My brother and I have been watching the Discovery Channel's "Out of the Wild". Basically, nine volunteers agreed to be dropped into the middle of the Alaskan wilderness with some equipment and then have to make their way out in a month. They are doing it solely to see if they can do it. If they determine they can't make it, they have a little GPS device to "press the button" that will bring a helicopter to rescue them.
We watch this show mostly to make fun of them. These are regular people, none like "Survivorman" Les Stroud. They come from various backgrounds and have no particular skills suited for their trial. My brother laughs because he's done longer hikes, in shorter amounts of time, carrying more on his back than this group. I laugh because no one seems to have any kind of common sense. For example, two weeks in they decided it would be better to put their first aid supplies in a ziplock bag rather than carrying them in the massive, metal case they came in. Two weeks it took them to figure this out. For a week they carried around a dutch oven, a big one. We laughed really hard at that.

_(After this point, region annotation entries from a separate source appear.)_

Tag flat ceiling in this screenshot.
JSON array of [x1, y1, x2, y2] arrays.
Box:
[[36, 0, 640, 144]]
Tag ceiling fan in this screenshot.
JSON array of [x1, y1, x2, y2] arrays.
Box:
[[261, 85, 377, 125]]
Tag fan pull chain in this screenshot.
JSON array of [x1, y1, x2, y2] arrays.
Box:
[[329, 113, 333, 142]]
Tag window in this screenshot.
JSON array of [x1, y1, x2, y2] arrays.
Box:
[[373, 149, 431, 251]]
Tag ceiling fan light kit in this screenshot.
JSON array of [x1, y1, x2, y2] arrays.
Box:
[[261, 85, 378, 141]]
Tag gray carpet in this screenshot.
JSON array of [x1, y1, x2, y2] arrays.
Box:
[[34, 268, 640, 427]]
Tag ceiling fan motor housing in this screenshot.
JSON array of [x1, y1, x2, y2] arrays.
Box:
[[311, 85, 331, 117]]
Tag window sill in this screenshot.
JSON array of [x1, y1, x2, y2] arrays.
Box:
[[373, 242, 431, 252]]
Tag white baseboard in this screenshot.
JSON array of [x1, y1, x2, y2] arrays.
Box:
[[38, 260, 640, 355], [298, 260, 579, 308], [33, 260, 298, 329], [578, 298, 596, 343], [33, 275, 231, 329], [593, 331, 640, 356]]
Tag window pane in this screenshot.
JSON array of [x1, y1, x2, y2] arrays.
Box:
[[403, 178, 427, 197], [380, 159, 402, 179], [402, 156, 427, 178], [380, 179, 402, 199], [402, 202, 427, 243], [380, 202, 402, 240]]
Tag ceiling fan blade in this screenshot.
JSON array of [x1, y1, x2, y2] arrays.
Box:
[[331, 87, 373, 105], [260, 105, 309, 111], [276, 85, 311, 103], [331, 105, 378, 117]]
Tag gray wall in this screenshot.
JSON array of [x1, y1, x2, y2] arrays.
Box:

We came to an episode where the group had hit rock bottom. Morale had plummeted. And I remembered a lesson from watching Les Stroud. Basically, the survival of your psyche is more important than even your body. You can't get int a place of crazy or desperation. You start making stupid decisions that become harmful. You have to stay focused, positive, and keep your wits about you - even when it really, really sucks. And this comes from a man who had to drink condensation off his own urine to stay alive in an African desert.
I know this lesson to be true because my psyche has moved past the point of crazy, past the point of desperation. And I don't really know what to do about it now.
I am either awake all night, night after night, or I sleep for hours and hours. I am calm when I take something to be calm. I am constantly nauseous, puking seemingly randomly. I've had migraines that take so many pills to get through. And right now I have having a hard time making myself do anything except lay flat on my back in bed worrying and obsessing.
I have received good news! But everything has been riding on the idea that (1) I will get healthcare and (2) it will make me better. What if one doesn't lead to two? What if it does? Where the hell am I supposed to go from here? Everything that I've hypothesized and theorized or even just wanted for the future life where I am recovered may actually become a possibility and that scares the hell out of me. Who will I be then? How will I face this vast future? And what if, after all this, I don't get better?
All I want is to unplug from my own brain or wake up in the future, on the other side of this. I honestly think I would prefer braving the Alaskan wild or drinking the condensation off my urine to surviving this. At least if you are starving or freezing, your mind tends to focus on those more immediate concerns. I hope there is a little hyperbole in that.
PS I realize there has been a lot of incessant bitching lately from someone who basically has it made now. This fact is not wasted on me.